Dividends and Before SVB’s fall, the Fed spotted big problems

Whenever something goes wrong there are tendencies to throw the blame around or throw the spaghetti at the wall till it sticks. The first blame is management because people are paid to manage and when there are losses, what was management doing? In the famous scene from the Roman empire – Nero was fiddling away with Rome burnt. Management has responsibility in both good and bad times. The next blame to go around is the government through government regulations. All companies have a regulator of some type and the issue is what did they know and equally what did they do or not do given government bureaucrats are paid to do some type of regulations. Anyone who needs to fill in forms and send the information to the government believes some information is good, but the government asks for too much and lobbying groups for the industry try to lessen the flow of information. Was the lobbying for the regulations without any penalties part of the problem? or is it a combination of the above?

In an article by Jeanna Smialek of the New York Times News Service, Silicon Valley Bank’s risky practices were of the US Reserve’s radar for more than a year.

The Fed repeatedly warned the bank that it had problems. It 2021, a review found serious weakness in how the bank was handling key risks. The Fed issued 6 citations.

The bank did not fix its vulnerabilities, the Fed placed the bank under a set of restrictions that the bank could not do any mergers and acquisitions until it fixed its governance and control.

Senior leaders at the Fed went to Senior management at the bank to talk about their ability to gain access to enough cash in a crisis and possible exposure to losses as interest rates rose. It became clear to the Fed, SVB was using bad models to determine how its business would fare as interest rates rose. The models at the SVB showed higher interest rates helped the bank, this was different from reality.

To the fed, SVB had issues which were very troubling, 97% of its deposits were uninsured or above $250,000 which meant at the first sign of trouble – the depositors were likely to move their money. Most of the depositors were in the technology sector which after years of investing in potential earnings, investors wanted to see real revenues to make profits. In addition, SVB had a large long term bond portfolio which the market rate had declined as interest rates were rising.

The House Financial Services Committee meetings are scheduled for March 29 and the Fed is doing an inhouse review scheduled to be released to the public in May. Does the Fed need more authority to ensure the bank measures up to its standards?

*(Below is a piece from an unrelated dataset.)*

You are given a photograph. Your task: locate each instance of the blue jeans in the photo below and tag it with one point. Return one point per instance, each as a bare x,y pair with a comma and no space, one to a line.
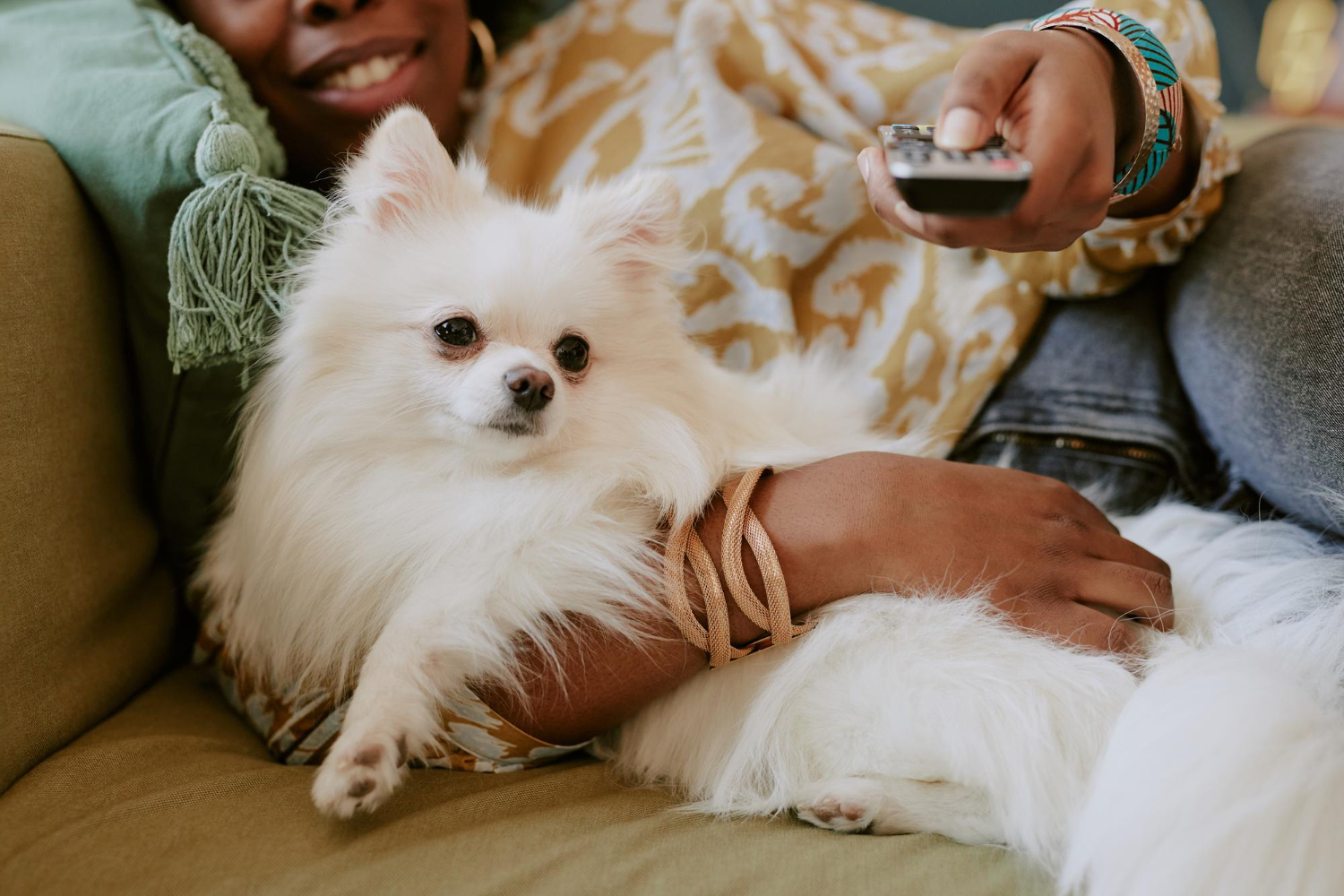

Linking to dividend paying stocks, large corporations have a love hate relationship to regulations, they would love to have less, but sometimes more ensures competition can be stifled. Companies want to have more if they get into trouble to ensure the government helps them out of the rough times. There is a reason why the management team is involved in politics at the local, state and national levels. When you invest in a profitable company, one of their many expenses is lobbying. As an investor sometimes you like it, sometimes you prefer less. Do you know the relationship the management team has with the people it lobbies?